WSGI allows for the idea of "middleware" -- something that is both a server and an application. This is similar to a filter or a wrapper. By building these on WSGI, they are neutral with respect to any particular framework.

Use of the middleware is generally optional, but they serve as a way to share work, and tend to be a fairly good architecture for many problems.

Some of the middleware included:

  • Adding configuration information to the request (paste.configmiddleware)
  • Catching and reporting errors (paste.error_middleware)
  • Catching HTTP-related exceptions and producing HTTP responses (paste.httpexceptions)
  • Testing for WSGI compliance (paste.lint)
  • Identifying and authenticating user logins (paste.login)
  • Facilitating internal redirects and recursive calls (paste.recursive)
  • Adding sessions to the request (paste.session)
  • Validating HTML output from applications (paste.wdg_validate)

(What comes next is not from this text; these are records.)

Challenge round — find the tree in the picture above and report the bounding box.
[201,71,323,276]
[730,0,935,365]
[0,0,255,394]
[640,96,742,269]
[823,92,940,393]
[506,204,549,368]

Another kind of middleware is one which finds and constructs applications. At the moment, just one such middleware is in the library: paste.urlparser. This looks on disk for files and Python modules, and creates WSGI applications from them. Other URL resolvers are also possible, e.g., one that traverses objects, or uses explicit URL->application maps.

Otherwise Homeless Code

All code has to go somewhere. Sometimes there's not a good location for that code. So it can go in Paste.

An Implementation Webware

paste.webkit is a reimplementation of Webware built on the Paste middleware. This is a fairly thin implementation, mostly mapping the middleware APIs to Webware APIs.

In this system Webware Servlet instances become WSGI applications (paste.webkit.wkservlet.Servlet.__call__ implements a WSGI application).

Reloader

This module (paste.reloader) checks in the background for modified files (typically modules in sys.modules) and restarts the entire server when that happens.

This avoids the stale-code issue, where code in memory gets out of sync with code on disk. When that happens confusion can ensue. Manually restarting is also somewhat annoying, so this does the restarting for you. It's not really appropriate for a live deployment, but it works well in development.

Documentation System

This is still young and not well defined, but there's some work on using doctest to generate and test documentation. These can turn into a kind of acceptance test.

Application Templates

One facility in Paste is paste-setup a script to create application "templates". Basically an empty application, with a little structure. For instance, the Webware/Zope Page Template (webkit_zpt) application template sets up these files:

__init__.py
server.conf
sitepage.py
templates/standard_template.pt
templates/index.pt
web/__init__.py
web/index.py
web/static/stylesheet.css

This is a kind of a minimal set up for a typical web application using these systems. After the application is set up, paste-setup can provide other commands. For instance in a webkit_zpt application paste-setup servlet edit will create web/edit.py and web/edit.pt files. Each template has control implement any commands how it sees fit, but some convenient functions and classes are provided to make implementation easier.

Distribution

This is still an open issue, but I hope Paste will facilitate installation of multiple frameworks quickly. Some of this is handled already: paste-server starts a server easily and quickly, and paste-setup gives a user the basis for an application quickly. Actual software installation is a little harder. Right now the plan is to use Python Eggs, but it's just a plan. Python Eggs are still in development (though usable), and it requires creating packages for each project (which is feasible, but requires a fair amount of grunt work).